# Specific 3D Printers, Scanners, & Hardware > Other 3D Printers / Scanners / Hardware > 3DMonstr Forum >  3DMonstr enclosure

## bototheclown

I realize building a 3D printer with an enclosure would be risky considering the Stratasys patents, but I wonder if provisions could be designed in the 3DMonstr electronics to accommodate some generic home built "extensions"...

Something like adding an extra thermocouple input along with a digital output that could be used to activate an external heater...

Thanks!

----------


## 3dm

Hi, Boto,

I want to make sure that we don't do anything that SSYS can point to and claim that we're encouraging others to violate their patents. So I can't include anything that is intended directly and solely to that purpose.

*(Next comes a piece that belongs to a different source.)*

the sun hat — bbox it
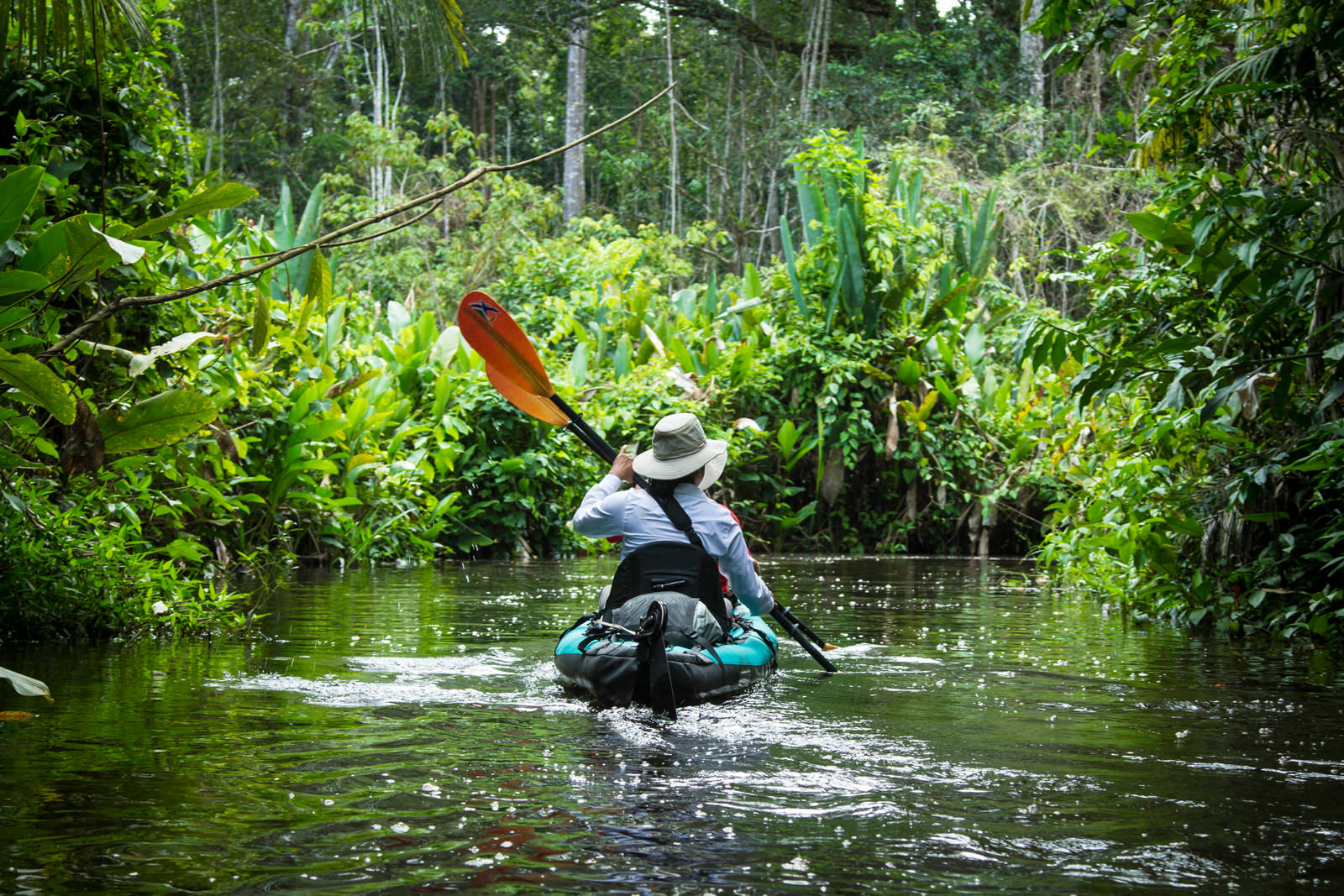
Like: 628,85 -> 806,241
634,414 -> 728,489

OTOH, I think that if you decide to use our products in a way that they are not intended to be used, and thereby end up violating their patents, there's nothing I can do about it. For example, we've had customers from hot/humid climates (central America and Middle East) as us about extra cooling for the electronics. So we're considering creating and selling an add-on kit for that. You could probably Frankenstein something usable out of that.

Thank you.
Ben.

----------


## postmahomeson

honestly then i would start investing and bond with SSYS and you can be a double structuring economic partners i want to help you , and i know that heavens have shined on 3-d printing , and look at the blessings

----------